Intrépide émissaire, un peu espion, Marco Polo dispense à ses lecteurs au fil de ses missions des rapports sur la géographie, la stratégie militaire, l’agriculture, la religion, les moeurs, l’alimentation ou les fêtes dans l’empire du Milieu. Et au passage, égrène quelques chinoiseries comme la joyeuse hospitalité des autochtones de Xichang qui offrent gîte et épouse au visiteur, ou sa rencontre fantasmée avec des licornes et des griffons dans les îles de Java ou de Mogadiscio…

Les enfants de Marco Polo

Ainsi, Marco Polo a-t-il offert une connaissance de première main du monde asiatique à un Occident qui en ignorait absolument tout et donné naissance à d’une longue lignée de suiveurs. Christophe Colomb consigna le journal de bord de sa découverte du Nouveau Continent, mais en se référant à une copie annotée duDevisement, il crut, lorsqu’il arriva dans la mer des Caraïbes, qu’il avait atteint les îles au large de l’Inde et nomma les indigènes locaux « Indiens ». Le Florentin Amerigo Vespucci, ami du précédent, a laissé un témoignage vivant et très documenté sur les côtes orientales de l’Amérique – nommée d’après son prénom.

Vasco de Gama livra à ses lecteurs son périple vers les Indes, en étant le premier Européen à franchir le cap de Bonne-Espérance. Alvar Nuñez Cabeza de Vaca raconta son naufrage et des pans entiers de l’Amérique jusqu’alors inconnus. George Psalmanazar éblouit l’Europe entière de ses best-seller et conférences  par la description éblouissante de Formose, dont il se prétendait faussement être originaire. Louis-Antoine de Bougainville fit miroiter dans les yeux des lecteurs les ailleurs exotiques et chamarrés de la Terre de Feu ou de Tahiti, grâce à la relation de son voyage autour du monde…

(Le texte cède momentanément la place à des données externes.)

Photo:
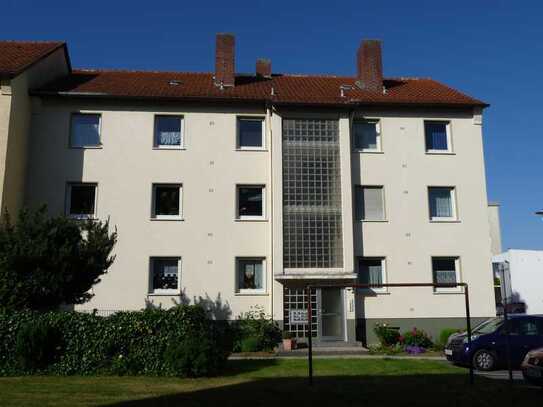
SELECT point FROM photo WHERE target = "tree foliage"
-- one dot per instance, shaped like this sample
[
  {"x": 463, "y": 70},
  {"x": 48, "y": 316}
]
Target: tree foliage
[{"x": 48, "y": 261}]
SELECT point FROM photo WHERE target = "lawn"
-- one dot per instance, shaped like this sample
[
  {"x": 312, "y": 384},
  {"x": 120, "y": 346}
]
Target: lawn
[{"x": 338, "y": 382}]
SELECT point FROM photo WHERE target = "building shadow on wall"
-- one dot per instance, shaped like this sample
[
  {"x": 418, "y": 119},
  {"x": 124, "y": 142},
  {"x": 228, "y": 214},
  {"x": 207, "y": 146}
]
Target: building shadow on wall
[{"x": 217, "y": 309}]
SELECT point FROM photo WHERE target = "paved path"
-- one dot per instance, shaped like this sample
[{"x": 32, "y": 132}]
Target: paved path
[
  {"x": 501, "y": 375},
  {"x": 336, "y": 356}
]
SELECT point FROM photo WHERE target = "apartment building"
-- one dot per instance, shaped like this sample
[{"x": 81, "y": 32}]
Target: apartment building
[{"x": 244, "y": 188}]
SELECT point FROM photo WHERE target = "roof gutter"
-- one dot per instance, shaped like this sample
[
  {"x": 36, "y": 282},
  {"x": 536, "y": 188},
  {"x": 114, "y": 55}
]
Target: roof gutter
[{"x": 348, "y": 104}]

Mettre le globe à la portée de tous

Plus près de nous, Jean Malaurie, directeur et fondateur de la collection littéraire Terre Humaine a fait voyager ses lecteurs sur les toits du monde avec Les derniers rois de Thulé, leur ouvrant les portes du Grand Nord et les richesses insoupçonnées de la civilisation inuite. Claude Lévi-Strauss, ethnologue, leur dévoile les Tristes tropiques du Brésil, de l’Inde ou dau Moyen-Orient. Enfin, Margaret Mead leur révèle par l’oeilleton la sexualité de jeunes adolescentes en fleurs des îles Samoa…

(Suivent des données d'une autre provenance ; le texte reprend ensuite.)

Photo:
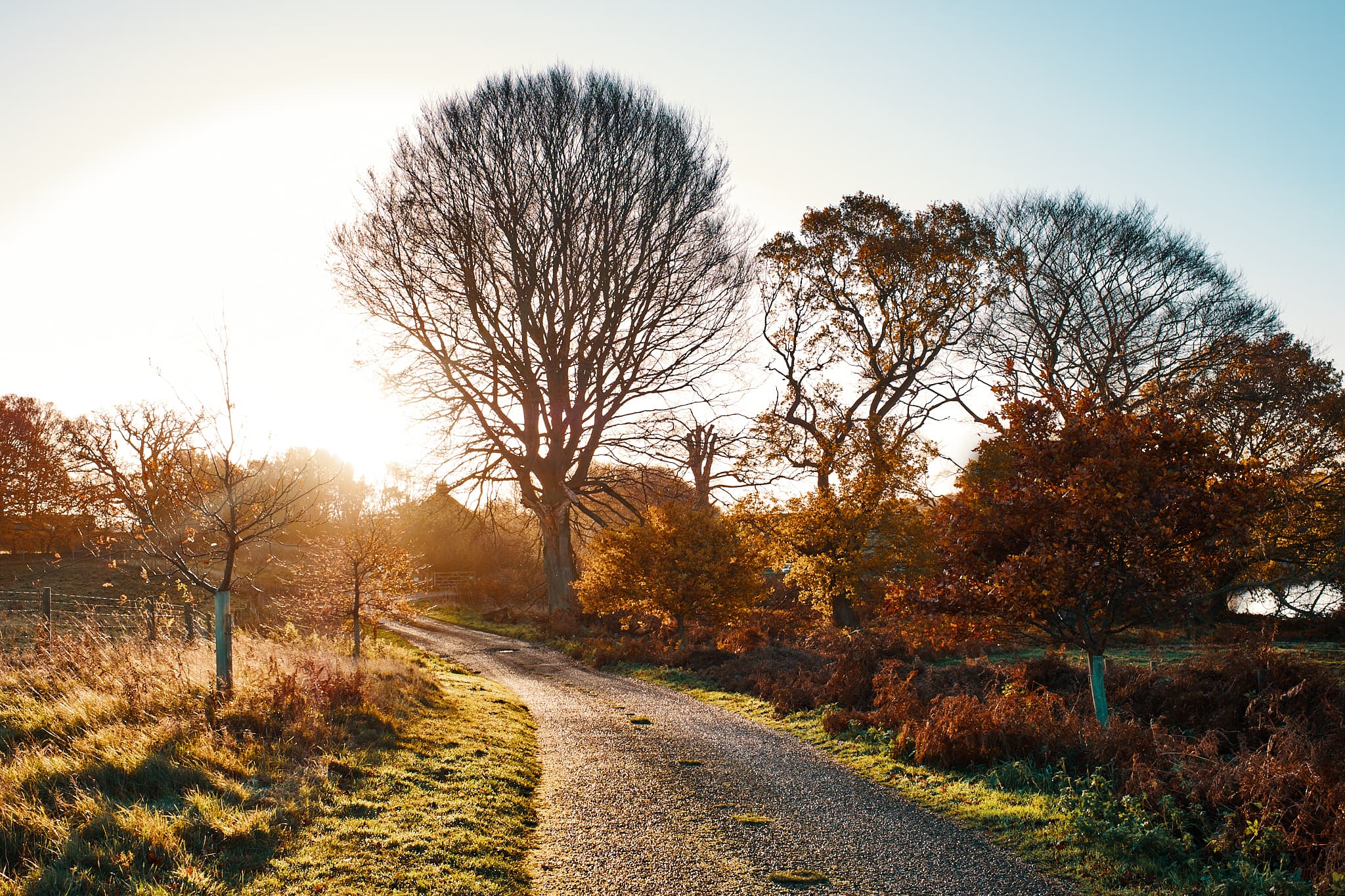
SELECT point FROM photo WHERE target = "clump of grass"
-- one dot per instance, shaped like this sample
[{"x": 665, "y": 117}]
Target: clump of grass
[
  {"x": 798, "y": 876},
  {"x": 119, "y": 777},
  {"x": 752, "y": 820}
]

Plus qu’à de simples écrivains voyageurs – si étonnants puissent-ils être – dont la littérature regorge, Marco Polo a ouvert la voie à une généalogie particulière : celle des arpenteurs de terra incognita, des bourlingueurs des confins, des cartographes de l’inexploré. La mission qu’ils ont tous acceptée : ouvrir en grand de nouveaux espaces, élargir les horizons de la connaissance du monde et mettre l’immensité du globe à la portée de tous pour nourrir toujours plus le concept d’humanité.

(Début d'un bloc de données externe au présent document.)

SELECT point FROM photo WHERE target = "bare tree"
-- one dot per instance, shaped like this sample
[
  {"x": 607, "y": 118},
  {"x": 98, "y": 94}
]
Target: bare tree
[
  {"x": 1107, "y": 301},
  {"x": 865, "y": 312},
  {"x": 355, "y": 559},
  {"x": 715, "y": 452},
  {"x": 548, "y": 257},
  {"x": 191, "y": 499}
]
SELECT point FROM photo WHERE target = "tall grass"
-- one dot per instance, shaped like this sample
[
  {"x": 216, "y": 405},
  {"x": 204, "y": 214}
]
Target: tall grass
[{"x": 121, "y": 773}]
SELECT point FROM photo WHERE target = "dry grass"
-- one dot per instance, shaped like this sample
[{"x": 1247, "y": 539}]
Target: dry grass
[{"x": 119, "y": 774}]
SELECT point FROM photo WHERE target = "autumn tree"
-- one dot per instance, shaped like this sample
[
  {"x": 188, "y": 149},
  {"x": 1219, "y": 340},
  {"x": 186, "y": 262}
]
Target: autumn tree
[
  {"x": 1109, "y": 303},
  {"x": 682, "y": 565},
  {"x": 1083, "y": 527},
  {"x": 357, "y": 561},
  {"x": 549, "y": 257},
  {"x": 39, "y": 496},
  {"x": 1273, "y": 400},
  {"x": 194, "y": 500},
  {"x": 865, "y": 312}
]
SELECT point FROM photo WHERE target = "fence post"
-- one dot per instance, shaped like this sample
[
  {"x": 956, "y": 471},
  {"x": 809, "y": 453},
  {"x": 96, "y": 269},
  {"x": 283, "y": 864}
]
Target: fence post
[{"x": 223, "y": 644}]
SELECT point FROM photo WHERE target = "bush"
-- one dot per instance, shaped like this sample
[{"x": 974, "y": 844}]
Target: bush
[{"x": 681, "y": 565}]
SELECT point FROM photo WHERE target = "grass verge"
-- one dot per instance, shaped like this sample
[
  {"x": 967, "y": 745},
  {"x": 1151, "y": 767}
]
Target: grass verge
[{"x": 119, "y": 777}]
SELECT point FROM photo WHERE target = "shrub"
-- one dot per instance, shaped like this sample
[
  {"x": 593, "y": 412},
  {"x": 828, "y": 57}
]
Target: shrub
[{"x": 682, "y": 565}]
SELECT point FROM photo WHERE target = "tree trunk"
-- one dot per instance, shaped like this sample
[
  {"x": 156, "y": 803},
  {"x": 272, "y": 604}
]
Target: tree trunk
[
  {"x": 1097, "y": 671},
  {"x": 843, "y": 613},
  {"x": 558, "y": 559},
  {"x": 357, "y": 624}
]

Explorations géographiques et littéraires

Grâce leur soit rendue. Mais quel intérêt peut bien revêtir, pour nous habitants du XXIe siècle, la lecture de tous ces rapports d’étonnement ? Toutes ces terres inconnues ne nous sont-elles pas désormais connues et archiconnues ? Tout cela n’est-il pas un brin naïf et pour tout dire obsolète alors que la planète est quadrillée par les vols low-cost ? Or, ces écrivains explorateurs sont avant tout des écrivains qui nous offrent de purs joyaux d’alchimie littéraire. Leurs explorations géographiques se doublent toujours d’explorations littéraires. Face au défi qui consiste à dire l’inédit, à fabuler l’ineffable, à transmettre l’ivresse de l’inconnu leur verbe se fait lui-même aventureux et découvreur.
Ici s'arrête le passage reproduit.